A Check Point divulgou o Índice Global de Ameaças referente ao mês de abril de 2021. Os pesquisadores relatam que, pela primeira vez, o AgentTesla aparece em segundo lugar na lista, enquanto o cavalo de Troia Dridex mantém-se como o malware predominante, tendo subido para o primeiro lugar em março e depois de ser o sétimo na lista de fevereiro.
Em abril, o Dridex, um cavalo de Troia que tem como alvo a plataforma Windows, se espalhou por meio da campanha QuickBooks Malspam. Os e-mails de phishing usavam a marca QuickBooks e tentavam atrair o usuário com notificações de pagamento e faturas falsas.
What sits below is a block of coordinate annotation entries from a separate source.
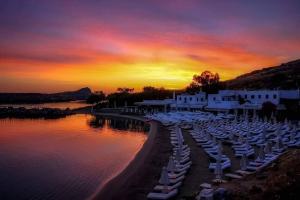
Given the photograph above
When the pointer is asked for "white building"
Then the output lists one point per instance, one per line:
(223, 101)
(190, 102)
(248, 99)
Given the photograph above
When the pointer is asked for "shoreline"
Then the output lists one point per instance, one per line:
(142, 173)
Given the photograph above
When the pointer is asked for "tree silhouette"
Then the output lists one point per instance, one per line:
(207, 81)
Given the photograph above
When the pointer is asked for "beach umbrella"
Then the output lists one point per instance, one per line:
(278, 144)
(218, 170)
(178, 156)
(164, 179)
(220, 147)
(268, 148)
(261, 154)
(292, 137)
(264, 135)
(171, 167)
(244, 162)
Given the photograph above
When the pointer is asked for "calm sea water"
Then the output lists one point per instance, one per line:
(67, 158)
(60, 105)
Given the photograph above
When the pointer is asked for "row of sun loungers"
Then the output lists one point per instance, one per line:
(256, 142)
(173, 174)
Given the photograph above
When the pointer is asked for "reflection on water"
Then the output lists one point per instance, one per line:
(118, 123)
(65, 158)
(60, 105)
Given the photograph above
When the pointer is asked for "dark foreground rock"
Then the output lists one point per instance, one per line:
(281, 180)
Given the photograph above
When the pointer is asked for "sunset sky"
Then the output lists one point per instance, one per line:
(57, 45)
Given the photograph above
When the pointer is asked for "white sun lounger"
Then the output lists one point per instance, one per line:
(158, 195)
(171, 187)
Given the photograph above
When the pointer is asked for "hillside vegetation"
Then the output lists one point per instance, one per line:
(284, 76)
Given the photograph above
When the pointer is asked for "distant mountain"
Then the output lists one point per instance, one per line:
(284, 76)
(81, 94)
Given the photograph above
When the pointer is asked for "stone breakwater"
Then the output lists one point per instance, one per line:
(47, 113)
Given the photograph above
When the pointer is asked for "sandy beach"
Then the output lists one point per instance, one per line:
(143, 172)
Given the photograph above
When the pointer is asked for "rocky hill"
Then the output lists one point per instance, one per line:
(81, 94)
(284, 76)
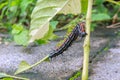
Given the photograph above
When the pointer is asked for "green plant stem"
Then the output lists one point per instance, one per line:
(112, 1)
(15, 77)
(87, 42)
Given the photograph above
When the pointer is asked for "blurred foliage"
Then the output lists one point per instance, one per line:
(103, 11)
(76, 75)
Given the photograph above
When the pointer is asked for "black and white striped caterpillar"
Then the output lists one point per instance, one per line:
(79, 30)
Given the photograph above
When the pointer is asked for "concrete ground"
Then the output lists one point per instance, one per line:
(63, 66)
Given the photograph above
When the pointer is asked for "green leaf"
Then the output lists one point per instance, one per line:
(100, 17)
(24, 4)
(84, 5)
(2, 75)
(7, 79)
(72, 7)
(22, 38)
(53, 24)
(22, 66)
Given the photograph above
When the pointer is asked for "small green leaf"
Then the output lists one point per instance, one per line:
(100, 17)
(22, 66)
(7, 79)
(53, 24)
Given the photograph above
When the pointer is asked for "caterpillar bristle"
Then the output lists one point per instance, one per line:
(79, 30)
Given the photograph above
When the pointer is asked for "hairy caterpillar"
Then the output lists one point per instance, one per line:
(79, 30)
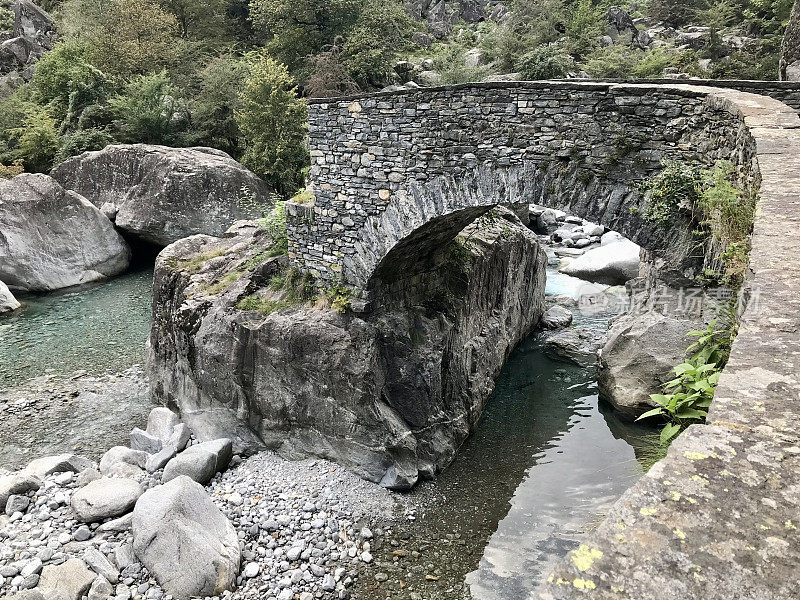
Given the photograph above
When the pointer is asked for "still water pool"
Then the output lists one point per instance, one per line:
(545, 463)
(94, 328)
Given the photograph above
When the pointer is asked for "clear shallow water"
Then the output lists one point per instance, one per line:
(543, 466)
(95, 328)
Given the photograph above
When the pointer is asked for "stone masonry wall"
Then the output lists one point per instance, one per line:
(388, 165)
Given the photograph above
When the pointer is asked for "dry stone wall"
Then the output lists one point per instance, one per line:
(394, 174)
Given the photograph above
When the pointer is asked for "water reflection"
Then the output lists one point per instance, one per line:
(98, 327)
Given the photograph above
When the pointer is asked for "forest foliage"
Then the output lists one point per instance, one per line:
(234, 74)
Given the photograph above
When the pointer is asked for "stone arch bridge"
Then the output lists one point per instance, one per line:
(395, 173)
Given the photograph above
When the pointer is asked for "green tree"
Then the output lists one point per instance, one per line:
(147, 111)
(127, 37)
(272, 120)
(383, 28)
(199, 19)
(38, 141)
(214, 121)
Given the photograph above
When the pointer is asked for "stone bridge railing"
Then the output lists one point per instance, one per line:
(718, 518)
(395, 174)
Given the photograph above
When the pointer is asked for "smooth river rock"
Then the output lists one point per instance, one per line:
(185, 541)
(637, 358)
(200, 462)
(161, 194)
(72, 579)
(105, 498)
(7, 301)
(53, 238)
(390, 394)
(612, 264)
(17, 483)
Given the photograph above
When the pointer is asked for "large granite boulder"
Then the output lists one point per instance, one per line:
(105, 498)
(391, 393)
(185, 541)
(7, 301)
(51, 238)
(32, 34)
(161, 194)
(612, 264)
(789, 65)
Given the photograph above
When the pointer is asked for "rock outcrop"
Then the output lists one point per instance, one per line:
(638, 356)
(160, 194)
(391, 393)
(51, 238)
(105, 498)
(612, 264)
(32, 34)
(185, 541)
(7, 301)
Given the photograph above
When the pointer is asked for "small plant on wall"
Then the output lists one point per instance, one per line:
(688, 395)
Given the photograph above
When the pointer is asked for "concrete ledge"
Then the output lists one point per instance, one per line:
(718, 518)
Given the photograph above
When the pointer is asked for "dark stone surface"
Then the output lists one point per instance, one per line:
(391, 394)
(399, 172)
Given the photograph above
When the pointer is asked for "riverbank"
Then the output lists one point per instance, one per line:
(82, 413)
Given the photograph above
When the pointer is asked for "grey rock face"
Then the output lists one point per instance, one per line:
(391, 394)
(144, 442)
(161, 423)
(556, 317)
(636, 360)
(185, 541)
(71, 578)
(105, 498)
(31, 36)
(201, 461)
(17, 503)
(53, 238)
(613, 264)
(101, 565)
(122, 461)
(7, 301)
(47, 465)
(18, 483)
(162, 194)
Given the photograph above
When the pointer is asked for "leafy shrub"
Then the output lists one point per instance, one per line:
(146, 111)
(6, 18)
(545, 62)
(686, 398)
(214, 120)
(67, 83)
(12, 170)
(38, 141)
(272, 120)
(676, 186)
(585, 26)
(675, 13)
(451, 63)
(329, 74)
(370, 48)
(275, 226)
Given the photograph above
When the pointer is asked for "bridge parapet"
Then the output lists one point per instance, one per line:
(398, 168)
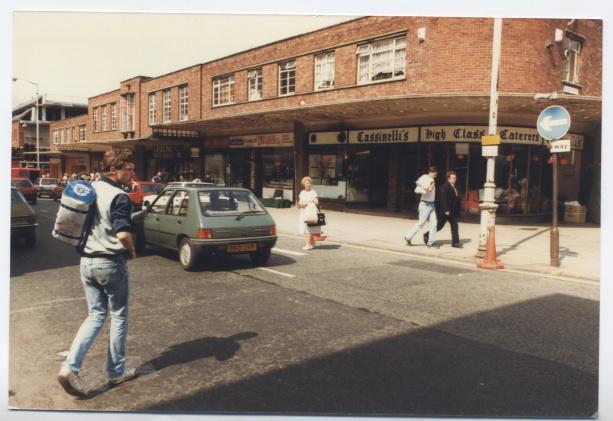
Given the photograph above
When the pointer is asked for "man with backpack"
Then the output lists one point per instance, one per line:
(104, 273)
(426, 187)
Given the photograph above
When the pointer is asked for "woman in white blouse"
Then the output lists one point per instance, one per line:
(307, 197)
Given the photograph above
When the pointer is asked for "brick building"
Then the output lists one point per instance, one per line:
(364, 107)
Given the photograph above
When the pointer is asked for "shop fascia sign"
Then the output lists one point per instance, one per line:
(263, 141)
(384, 136)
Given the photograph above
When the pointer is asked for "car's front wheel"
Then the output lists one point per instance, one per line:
(188, 255)
(260, 257)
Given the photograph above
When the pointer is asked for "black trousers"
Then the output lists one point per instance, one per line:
(453, 223)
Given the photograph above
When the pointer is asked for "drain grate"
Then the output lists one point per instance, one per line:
(431, 267)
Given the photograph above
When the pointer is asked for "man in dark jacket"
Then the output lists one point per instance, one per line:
(448, 202)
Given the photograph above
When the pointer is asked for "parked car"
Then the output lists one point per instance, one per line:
(57, 190)
(140, 189)
(201, 219)
(45, 186)
(25, 187)
(23, 218)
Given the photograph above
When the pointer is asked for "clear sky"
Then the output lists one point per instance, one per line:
(75, 55)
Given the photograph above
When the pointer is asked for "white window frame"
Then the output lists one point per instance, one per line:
(166, 103)
(113, 116)
(183, 103)
(324, 71)
(104, 118)
(223, 90)
(255, 82)
(572, 51)
(287, 71)
(152, 108)
(95, 125)
(368, 60)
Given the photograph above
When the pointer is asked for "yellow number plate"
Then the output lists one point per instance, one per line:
(239, 248)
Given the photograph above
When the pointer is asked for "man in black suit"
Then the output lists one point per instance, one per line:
(449, 209)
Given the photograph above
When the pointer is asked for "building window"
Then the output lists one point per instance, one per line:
(166, 104)
(113, 117)
(324, 71)
(254, 83)
(127, 113)
(104, 118)
(287, 78)
(382, 60)
(572, 49)
(183, 102)
(152, 108)
(95, 120)
(223, 90)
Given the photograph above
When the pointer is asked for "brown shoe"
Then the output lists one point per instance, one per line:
(71, 382)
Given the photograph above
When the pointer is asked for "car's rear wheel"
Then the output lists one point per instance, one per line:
(260, 257)
(188, 255)
(31, 238)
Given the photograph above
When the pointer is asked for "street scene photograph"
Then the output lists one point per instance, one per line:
(286, 214)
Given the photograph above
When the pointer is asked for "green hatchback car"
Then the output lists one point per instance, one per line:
(200, 219)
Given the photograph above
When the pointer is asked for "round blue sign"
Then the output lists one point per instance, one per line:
(553, 122)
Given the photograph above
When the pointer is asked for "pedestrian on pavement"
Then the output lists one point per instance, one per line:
(448, 209)
(426, 187)
(104, 274)
(308, 197)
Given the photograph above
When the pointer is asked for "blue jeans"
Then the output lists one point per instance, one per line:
(426, 213)
(106, 283)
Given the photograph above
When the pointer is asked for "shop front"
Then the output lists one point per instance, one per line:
(378, 167)
(263, 163)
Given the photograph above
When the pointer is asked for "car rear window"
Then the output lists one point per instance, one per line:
(228, 202)
(152, 188)
(22, 183)
(16, 197)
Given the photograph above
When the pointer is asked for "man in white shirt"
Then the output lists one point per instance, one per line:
(426, 186)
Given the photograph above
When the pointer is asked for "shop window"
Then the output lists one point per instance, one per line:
(254, 83)
(382, 60)
(572, 50)
(152, 108)
(278, 168)
(183, 103)
(223, 90)
(287, 78)
(166, 104)
(324, 71)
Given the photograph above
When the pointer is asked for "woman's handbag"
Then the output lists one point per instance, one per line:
(310, 214)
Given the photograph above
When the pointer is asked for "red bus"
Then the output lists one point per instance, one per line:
(30, 173)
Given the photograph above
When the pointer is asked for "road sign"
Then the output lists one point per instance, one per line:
(553, 122)
(490, 140)
(562, 145)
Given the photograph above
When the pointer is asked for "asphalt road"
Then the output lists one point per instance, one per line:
(336, 330)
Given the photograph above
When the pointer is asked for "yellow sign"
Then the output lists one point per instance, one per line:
(490, 140)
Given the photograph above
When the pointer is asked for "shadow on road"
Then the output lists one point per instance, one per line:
(427, 372)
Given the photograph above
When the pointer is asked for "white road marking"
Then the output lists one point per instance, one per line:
(589, 282)
(46, 304)
(293, 253)
(278, 273)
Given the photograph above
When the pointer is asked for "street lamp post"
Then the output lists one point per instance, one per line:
(37, 119)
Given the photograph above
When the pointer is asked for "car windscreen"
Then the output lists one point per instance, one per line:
(49, 181)
(228, 202)
(16, 197)
(22, 183)
(151, 188)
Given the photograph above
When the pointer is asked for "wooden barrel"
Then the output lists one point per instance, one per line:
(574, 213)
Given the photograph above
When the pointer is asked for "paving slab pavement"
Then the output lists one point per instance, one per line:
(519, 247)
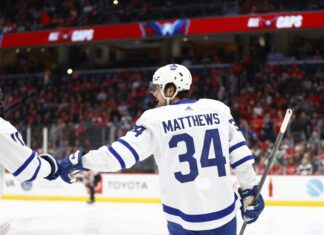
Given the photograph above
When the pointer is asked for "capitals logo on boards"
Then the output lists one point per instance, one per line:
(80, 35)
(277, 22)
(165, 28)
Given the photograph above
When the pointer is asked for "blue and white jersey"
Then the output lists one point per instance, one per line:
(18, 158)
(196, 144)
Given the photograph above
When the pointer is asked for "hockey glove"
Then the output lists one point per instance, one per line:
(54, 165)
(71, 166)
(250, 213)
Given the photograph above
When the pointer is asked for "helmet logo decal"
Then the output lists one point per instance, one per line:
(173, 67)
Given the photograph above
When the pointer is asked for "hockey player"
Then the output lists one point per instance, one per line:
(196, 144)
(19, 159)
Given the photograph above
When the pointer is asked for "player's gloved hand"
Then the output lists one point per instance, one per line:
(250, 213)
(54, 165)
(71, 165)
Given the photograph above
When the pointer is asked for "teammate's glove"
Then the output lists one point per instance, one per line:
(72, 165)
(250, 213)
(54, 166)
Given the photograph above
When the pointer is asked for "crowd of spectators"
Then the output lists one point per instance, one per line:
(20, 15)
(84, 109)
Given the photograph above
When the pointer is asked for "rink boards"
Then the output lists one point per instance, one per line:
(144, 188)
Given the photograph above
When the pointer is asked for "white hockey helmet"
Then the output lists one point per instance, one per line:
(177, 74)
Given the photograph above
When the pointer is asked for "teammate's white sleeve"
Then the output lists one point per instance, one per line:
(135, 146)
(241, 157)
(2, 172)
(20, 160)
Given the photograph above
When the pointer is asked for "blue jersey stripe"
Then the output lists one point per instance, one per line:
(118, 157)
(241, 161)
(18, 138)
(201, 217)
(36, 172)
(25, 164)
(236, 146)
(13, 137)
(130, 148)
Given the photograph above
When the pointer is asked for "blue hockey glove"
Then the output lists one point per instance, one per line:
(54, 165)
(250, 213)
(71, 166)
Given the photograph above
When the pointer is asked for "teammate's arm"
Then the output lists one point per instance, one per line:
(19, 159)
(24, 163)
(137, 145)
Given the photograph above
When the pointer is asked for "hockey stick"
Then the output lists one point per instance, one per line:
(283, 127)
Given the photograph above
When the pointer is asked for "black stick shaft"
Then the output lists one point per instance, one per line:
(271, 159)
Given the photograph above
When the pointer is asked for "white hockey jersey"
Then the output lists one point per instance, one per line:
(195, 145)
(18, 158)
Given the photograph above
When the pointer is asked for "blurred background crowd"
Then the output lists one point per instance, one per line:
(100, 99)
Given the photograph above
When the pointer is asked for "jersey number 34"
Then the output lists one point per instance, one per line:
(218, 160)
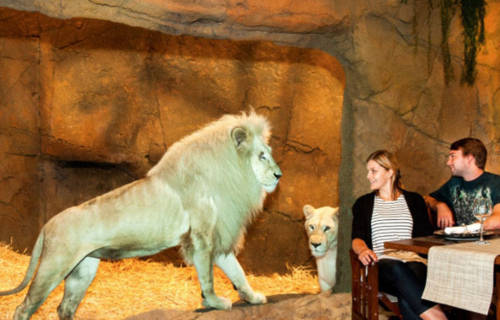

O conteúdo do e-mail solicitava o download de um anexo malicioso do Microsoft Excel que poderia fazer com que o sistema fosse infectado por este malware.
O Dridex é frequentemente usado como o estágio inicial de infecção em operações de ransomware, nas quais os cibercriminosos criptografam os dados de uma organização e exigem um resgate para descriptografá-los. Cada vez mais, esses atacantes estão usando métodos de extorsão dupla, em que roubam dados confidenciais de uma organização e ameaçam divulgá-los publicamente, a menos que seja feito um pagamento de resgate.
A Check Point relatou em março que os ataques de ransomware tiveram um aumento de 57% no início de 2021, mas essa tendência de alta acentuada continuou e completou um crescimento de 107% em relação ao período equivalente do ano passado. Mais recentemente, a Colonial Pipeline, a maior operadora de oleodutos para produtos refinados dos Estados Unidos, foi vítima desse tipo de ataque e, em 2020, estima-se que o ransomware custou às empresas em todo o mundo cerca de US$ 20 bilhões – um valor quase 75% maior que em 2019.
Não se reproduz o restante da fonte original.